Kernel classes (e.g. mass, diffusion) that represent the matrix $D$ from the above FE operator decomposition. These classes also specify the type of the local operator that needs to be applied before and after the $D$ matrix - these are the $B_{in}$ and $B^T_{out}$ matrices, respectively. The product $B^T_{out} D B_{in}$ is the local element matrix, which is the result when using the BilinearFormIntegrator classes. This specifications of the types are given by static constant boolean variables, e.g. in_values and out_values.
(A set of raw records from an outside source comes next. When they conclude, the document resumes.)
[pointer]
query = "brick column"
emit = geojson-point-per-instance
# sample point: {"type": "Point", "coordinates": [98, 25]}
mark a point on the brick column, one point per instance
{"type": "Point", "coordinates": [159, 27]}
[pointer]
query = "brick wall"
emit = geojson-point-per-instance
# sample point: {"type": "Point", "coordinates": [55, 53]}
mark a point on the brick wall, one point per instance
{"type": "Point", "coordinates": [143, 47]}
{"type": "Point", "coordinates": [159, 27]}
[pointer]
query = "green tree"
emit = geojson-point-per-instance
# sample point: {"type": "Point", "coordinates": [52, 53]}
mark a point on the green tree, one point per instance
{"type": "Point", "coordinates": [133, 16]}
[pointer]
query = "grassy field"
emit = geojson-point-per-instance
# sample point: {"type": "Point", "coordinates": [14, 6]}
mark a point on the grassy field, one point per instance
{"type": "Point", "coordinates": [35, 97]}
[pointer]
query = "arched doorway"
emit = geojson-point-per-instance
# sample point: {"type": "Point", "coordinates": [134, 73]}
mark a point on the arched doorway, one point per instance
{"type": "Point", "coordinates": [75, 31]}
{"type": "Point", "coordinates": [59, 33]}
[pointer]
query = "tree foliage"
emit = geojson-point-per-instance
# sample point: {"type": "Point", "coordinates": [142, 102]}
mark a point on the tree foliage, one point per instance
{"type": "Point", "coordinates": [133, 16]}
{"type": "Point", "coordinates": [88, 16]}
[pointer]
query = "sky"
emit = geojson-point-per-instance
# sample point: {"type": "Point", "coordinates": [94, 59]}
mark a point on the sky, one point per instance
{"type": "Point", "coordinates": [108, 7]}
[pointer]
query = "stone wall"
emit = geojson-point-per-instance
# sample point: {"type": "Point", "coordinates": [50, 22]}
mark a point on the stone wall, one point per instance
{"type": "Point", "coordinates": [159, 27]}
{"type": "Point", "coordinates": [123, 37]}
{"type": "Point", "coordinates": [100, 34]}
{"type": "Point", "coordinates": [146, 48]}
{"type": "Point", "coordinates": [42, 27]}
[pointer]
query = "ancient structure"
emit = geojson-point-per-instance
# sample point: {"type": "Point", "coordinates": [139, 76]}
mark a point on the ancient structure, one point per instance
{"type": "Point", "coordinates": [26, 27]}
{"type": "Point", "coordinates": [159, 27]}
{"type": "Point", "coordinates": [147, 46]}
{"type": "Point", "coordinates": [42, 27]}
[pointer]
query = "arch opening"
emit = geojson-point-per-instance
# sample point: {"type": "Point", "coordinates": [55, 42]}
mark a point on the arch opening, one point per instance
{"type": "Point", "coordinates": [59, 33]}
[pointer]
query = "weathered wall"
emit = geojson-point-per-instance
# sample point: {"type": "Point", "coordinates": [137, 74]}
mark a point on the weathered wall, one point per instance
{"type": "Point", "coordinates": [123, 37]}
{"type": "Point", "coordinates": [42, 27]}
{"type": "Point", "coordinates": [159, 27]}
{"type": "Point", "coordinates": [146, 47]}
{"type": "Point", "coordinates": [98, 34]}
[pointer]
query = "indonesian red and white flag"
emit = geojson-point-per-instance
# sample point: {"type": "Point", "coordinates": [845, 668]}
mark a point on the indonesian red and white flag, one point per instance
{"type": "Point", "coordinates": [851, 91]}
The Kernel classes provide the following methods:

• Action: evaluate the action of $D$ without explicitly storing the partially assembled data; this is needed for matrix-free action.
• Assemble: evaluate the partially assembled data, $D$, which is kernel-specific: e.g., for mass, the data is one scalar per quadrature point; for diffusion, the data is one $d\times d$ matrix (in $d$-dimensions) per quadrature point.
• MultAssembled: perform the action of $D$ using the pre-computed partially assembled data.

### fem/tbilinearform.hpp

Bilinear form operator, templated on the mesh, finite element space, integration rule and bilinear form integrator. Corresponds to the $A$ matrix above. Provides various assembly and evaluation schemes:

• MultUnassembled: matrix-free action using the mesh nodes and the input vector.
• Assemble, MultAssembled: partial assembly and operator action using the partially assembled data at quadrature points and the input vector.
• AssembleMatrix(DenseTensor &): assemble the local element matrices and store them as DenseTensor.
• AssembleMatrix(SparseMatrix &): assemble the operator in a global (CSR) SparseMatrix.
• AssembleBilinearForm(BilinearForm &): assemble element matrices and add them to the bilinear form.
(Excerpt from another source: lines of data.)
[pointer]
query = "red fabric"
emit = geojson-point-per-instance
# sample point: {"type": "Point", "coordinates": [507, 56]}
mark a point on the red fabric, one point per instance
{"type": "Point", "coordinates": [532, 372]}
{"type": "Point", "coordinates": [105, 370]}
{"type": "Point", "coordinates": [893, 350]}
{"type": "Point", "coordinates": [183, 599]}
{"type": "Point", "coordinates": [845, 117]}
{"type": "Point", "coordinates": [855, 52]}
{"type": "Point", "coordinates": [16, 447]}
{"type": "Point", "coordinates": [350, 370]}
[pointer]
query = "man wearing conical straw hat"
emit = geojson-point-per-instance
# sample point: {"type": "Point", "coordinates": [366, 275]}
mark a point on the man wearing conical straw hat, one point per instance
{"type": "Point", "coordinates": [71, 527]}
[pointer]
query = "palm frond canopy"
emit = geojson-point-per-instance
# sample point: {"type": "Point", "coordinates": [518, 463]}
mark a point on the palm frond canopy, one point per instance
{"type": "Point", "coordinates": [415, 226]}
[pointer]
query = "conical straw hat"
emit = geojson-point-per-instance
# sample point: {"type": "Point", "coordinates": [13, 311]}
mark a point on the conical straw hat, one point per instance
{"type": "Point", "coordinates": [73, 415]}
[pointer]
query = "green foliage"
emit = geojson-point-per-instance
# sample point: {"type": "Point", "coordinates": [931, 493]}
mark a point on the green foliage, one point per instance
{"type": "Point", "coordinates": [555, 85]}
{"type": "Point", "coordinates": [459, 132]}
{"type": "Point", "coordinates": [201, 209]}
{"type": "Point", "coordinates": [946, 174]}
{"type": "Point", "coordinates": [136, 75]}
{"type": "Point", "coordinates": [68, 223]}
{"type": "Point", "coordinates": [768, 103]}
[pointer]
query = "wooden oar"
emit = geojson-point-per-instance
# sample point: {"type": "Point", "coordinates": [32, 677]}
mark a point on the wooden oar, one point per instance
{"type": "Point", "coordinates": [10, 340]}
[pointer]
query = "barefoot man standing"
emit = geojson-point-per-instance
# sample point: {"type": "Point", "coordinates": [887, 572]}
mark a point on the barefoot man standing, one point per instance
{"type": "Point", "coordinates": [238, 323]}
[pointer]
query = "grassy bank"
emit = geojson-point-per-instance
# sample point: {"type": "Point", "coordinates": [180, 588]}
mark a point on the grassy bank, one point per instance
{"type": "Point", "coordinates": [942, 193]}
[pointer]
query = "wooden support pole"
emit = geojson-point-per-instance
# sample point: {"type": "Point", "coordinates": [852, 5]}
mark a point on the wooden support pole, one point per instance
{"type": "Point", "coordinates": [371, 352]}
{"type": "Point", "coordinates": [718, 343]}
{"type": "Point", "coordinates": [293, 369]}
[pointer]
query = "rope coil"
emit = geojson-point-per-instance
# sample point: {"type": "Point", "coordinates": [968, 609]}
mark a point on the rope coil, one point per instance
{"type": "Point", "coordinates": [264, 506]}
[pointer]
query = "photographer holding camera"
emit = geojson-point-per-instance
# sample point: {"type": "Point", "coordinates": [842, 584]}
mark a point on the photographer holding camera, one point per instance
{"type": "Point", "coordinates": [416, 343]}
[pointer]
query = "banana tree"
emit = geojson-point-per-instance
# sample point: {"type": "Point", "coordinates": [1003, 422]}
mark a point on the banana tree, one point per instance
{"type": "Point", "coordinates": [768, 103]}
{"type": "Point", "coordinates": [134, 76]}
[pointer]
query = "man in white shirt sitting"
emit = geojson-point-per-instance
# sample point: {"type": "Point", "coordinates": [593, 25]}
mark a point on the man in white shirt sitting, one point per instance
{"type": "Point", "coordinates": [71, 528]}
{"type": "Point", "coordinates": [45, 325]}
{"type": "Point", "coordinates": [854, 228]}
### miniapps/performance/makefile

By default make builds the example drivers with the compiler used to compile MFEM. If g++ was used, a pseudo-code dump file with the optimized code will be generated (option -fdump-tree-optimized-blocks). The g++ option --param max-completely-peel-times=3 prevents the compiler from unrolling innermost loops (of size greater than 3), allowing the compiler to vectorize them. Some options for optimization/vectorization with the clang compiler are also included.

### miniapps/performance/ex*.cpp

High-performance templated versions of the corresponding examples/ex*.cpp example codes.